The biopharmaceutical sector is expected to be one of the most profitable areas for investors over the next decade. Ground-breaking technologies such as next-generation gene-editing systems, artificial intelligence, and machine learning are already being used to tackle an array of high-value chronic diseases, after all.
Not surprisingly, biotech titans Celgene (NASDAQ:CELG) and Biogen (NASDAQ:BIIB) are among the leaders in this ongoing biopharma revolution. So, with that theme in mind, let's attempt to gauge which of these top biotechs is the more attractive long-term buy for investors right now.
The case for Celgene
Though Celgene's stock fell to a three-year low this summer, the biotech's underlying business remains extremely strong. For instance, its flagship cancer franchise -- consisting of the triple threat of Abraxane, Pomalyst and Revlimid -- is on track to rake in a staggering $13.5 billion in revenue this year. Moreover, its emerging anti-inflammatory segment -- headlined by the plaque psoriasis treatment Otezla -- is expected to contribute a healthy $1.5 billion to its total annual revenues in 2018.
These two key business segments are expected to boost the biotech's top line by a noteworthy 11.5% in 2019, and keep revenues growing by double-digit percentages for at least the next five years. To achieve that, Celgene plans on bringing a whopping five new blockbusters -- drugs with sales topping $1 billion per year -- to market within the next 12 to 18 months.
Turning to the specifics, the biotech's hematology-oncology franchise is on course to turn in regulatory filings for luspatercept, fedratinib, and the cell-therapies liso-cel and bb2121 -- all before 2020. Celgene is also working toward resubmitting ozanimod's FDA application for relapsing multiple sclerosis in early 2019. That's key because ozanimod is widely expected to garner a sizable chunk of its multibillion-dollar market.
The one downside for this biotech, though, is that it doesn't have a particularly great balance sheet -- at least not compared to some of its closest peers. At the end of the second quarter, for instance, Celgene had a mere $3.4 billion in cash and cash equivalents, thanks to its super-aggressive business development strategy and its enthusiastic share repurchase program.
As such, the company may have to take on more debt if it chooses to pursue additional opportunities in the near-term. That's a serious problem, as it already sports an enormous debt-to-equity ratio of 620. Put simply, Celgene can ill-afford a major clinical or regulatory setback right now.
The case for Biogen
Biogen is in the midst of a major portfolio churn. Sales in its industry-leading multiple sclerosis franchise have started to slow down in a big way, thanks to a slew of new competing treatments.
On the bright side, Biogen and its partner Ionis Pharmaceuticals (NASDAQ: IONS) have had stunning success with their relatively new spinal muscular atrophy medicine Spinraza. But even with this red-hot drug under its umbrella, the biotech's top line is still expected to fall dramatically next year. Spinraza also face a significant competitive threat from Novartis' experimental gene therapy AVXS-101, although Biogen doesn't seem to think that novel treatment will become a showstopper until well after 2020.

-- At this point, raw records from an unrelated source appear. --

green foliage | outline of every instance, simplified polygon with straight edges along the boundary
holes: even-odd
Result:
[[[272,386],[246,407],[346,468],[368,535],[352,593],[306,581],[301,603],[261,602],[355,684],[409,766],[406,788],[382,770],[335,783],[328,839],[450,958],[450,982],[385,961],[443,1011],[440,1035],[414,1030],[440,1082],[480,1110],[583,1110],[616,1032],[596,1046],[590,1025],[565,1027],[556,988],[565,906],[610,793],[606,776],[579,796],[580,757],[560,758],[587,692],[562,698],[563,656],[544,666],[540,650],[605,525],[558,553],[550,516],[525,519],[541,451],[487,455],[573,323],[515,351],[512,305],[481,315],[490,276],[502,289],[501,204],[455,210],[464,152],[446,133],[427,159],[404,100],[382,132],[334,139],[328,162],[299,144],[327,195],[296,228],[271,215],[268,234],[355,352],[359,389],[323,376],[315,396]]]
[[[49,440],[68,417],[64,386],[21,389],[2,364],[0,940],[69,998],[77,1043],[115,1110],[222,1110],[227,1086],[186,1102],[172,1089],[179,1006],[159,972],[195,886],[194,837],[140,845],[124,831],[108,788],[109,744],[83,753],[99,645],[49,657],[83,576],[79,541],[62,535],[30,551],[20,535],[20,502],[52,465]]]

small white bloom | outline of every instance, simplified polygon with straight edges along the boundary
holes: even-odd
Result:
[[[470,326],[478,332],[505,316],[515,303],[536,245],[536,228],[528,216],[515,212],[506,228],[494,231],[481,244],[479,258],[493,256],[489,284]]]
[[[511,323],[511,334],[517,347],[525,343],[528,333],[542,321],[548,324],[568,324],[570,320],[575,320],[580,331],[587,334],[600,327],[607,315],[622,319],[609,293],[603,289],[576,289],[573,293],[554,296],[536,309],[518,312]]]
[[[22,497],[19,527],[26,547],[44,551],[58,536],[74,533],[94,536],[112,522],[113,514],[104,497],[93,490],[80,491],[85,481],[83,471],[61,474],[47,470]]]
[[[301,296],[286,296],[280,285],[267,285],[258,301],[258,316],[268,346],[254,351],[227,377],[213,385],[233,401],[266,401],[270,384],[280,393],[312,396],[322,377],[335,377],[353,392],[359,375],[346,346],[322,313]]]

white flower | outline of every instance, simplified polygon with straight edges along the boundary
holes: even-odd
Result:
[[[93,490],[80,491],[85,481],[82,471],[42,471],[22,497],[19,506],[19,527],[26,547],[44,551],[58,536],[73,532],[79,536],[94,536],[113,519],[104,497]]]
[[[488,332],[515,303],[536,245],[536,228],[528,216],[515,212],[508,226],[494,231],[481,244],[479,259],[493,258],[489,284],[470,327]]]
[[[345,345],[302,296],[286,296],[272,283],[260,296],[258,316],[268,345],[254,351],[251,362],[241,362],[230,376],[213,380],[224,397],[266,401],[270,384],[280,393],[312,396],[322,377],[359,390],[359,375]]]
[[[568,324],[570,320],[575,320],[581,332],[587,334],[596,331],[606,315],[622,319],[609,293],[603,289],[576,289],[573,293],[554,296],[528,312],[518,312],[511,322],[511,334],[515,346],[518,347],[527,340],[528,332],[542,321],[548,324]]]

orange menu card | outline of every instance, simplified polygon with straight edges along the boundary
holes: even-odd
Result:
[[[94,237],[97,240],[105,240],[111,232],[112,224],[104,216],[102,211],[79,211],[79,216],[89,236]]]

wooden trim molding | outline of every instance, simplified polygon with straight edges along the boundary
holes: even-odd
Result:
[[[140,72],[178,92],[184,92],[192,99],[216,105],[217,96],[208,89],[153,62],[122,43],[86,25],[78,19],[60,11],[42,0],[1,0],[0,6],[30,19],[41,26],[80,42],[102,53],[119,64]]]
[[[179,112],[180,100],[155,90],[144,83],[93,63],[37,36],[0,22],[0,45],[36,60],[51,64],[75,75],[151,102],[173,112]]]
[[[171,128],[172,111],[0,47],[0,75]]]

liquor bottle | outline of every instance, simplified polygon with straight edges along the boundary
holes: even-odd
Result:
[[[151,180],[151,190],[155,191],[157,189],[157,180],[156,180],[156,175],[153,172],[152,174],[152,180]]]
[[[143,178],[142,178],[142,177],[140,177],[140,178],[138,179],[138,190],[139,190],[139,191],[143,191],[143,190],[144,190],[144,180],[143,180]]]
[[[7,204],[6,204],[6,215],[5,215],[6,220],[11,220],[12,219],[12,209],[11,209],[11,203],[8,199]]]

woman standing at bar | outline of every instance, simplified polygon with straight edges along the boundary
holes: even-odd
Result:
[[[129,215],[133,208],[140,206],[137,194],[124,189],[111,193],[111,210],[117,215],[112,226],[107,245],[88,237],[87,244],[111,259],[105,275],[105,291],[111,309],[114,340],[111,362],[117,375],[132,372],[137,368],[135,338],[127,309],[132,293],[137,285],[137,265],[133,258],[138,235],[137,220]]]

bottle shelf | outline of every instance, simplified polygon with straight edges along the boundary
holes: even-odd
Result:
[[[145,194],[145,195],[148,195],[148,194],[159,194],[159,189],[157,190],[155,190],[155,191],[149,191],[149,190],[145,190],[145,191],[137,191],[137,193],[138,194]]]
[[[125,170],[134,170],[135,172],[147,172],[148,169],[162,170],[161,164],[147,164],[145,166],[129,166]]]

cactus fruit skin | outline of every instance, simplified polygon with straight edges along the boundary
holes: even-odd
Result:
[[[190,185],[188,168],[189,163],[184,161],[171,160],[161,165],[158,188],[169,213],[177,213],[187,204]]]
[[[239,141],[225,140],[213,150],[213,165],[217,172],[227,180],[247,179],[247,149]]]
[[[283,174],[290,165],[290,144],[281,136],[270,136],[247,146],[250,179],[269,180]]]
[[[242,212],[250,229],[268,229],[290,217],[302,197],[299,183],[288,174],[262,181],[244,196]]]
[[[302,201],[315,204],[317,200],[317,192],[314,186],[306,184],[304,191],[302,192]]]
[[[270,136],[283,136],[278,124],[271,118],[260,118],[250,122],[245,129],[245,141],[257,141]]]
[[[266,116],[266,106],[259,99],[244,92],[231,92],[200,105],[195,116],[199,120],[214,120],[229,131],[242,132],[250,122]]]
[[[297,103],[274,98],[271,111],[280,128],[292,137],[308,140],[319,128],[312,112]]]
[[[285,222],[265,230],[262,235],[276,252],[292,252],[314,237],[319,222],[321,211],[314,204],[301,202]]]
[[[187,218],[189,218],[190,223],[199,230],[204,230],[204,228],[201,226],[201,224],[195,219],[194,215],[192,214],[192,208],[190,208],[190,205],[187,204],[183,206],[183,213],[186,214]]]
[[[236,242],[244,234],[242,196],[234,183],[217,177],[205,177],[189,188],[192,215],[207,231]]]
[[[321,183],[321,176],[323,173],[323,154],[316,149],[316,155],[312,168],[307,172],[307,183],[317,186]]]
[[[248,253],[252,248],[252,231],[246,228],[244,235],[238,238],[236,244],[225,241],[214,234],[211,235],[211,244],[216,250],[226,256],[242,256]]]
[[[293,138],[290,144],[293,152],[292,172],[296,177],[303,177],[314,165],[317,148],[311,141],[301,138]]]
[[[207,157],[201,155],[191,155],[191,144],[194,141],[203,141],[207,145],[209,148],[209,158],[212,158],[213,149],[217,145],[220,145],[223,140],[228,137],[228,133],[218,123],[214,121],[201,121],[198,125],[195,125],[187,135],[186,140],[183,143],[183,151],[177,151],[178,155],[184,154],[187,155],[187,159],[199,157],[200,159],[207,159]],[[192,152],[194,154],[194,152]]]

One of Biogen's key problems is that it has taken an ultra-conservative approach to business development, making its pipeline overly reliant on high-risk assets such as the Alzheimer's disease candidate aducanumab. If Biogen's bet on Alzheimer's pays off, it should transform the company into one of the fastest-growing biotechs. But this high-value indication is well-known for being a tough nut to crack: From 2002 to 2012, 99.6% of experimental Alzheimer's drugs failed in clinical trials.
On the plus side of the ledger, Biogen's conservative approach to pipeline development has kept it from taking on too much debt. As things stand now, its debt-to-equity ratio of 48 is one of the lowest among large-cap biotechs. So, if the company does come up snake eyes in Alzheimer's disease, it should have the financial capacity to buy revenue through a bolt-on acquisition.
Which stock is the better buy?
While both of these top biotechs could produce stellar returns on capital over the long term, Celgene comes off as the more attractive buy at the moment. It has a far deeper pipeline than Biogen, giving it a much better shot at bringing multiple new growth products to market in the coming decade. Of course, that could change in the blink of an eye if Biogen decides to go on a shopping spree. But Celgene is unquestionably ahead of Biogen in terms of pipeline development at this stage.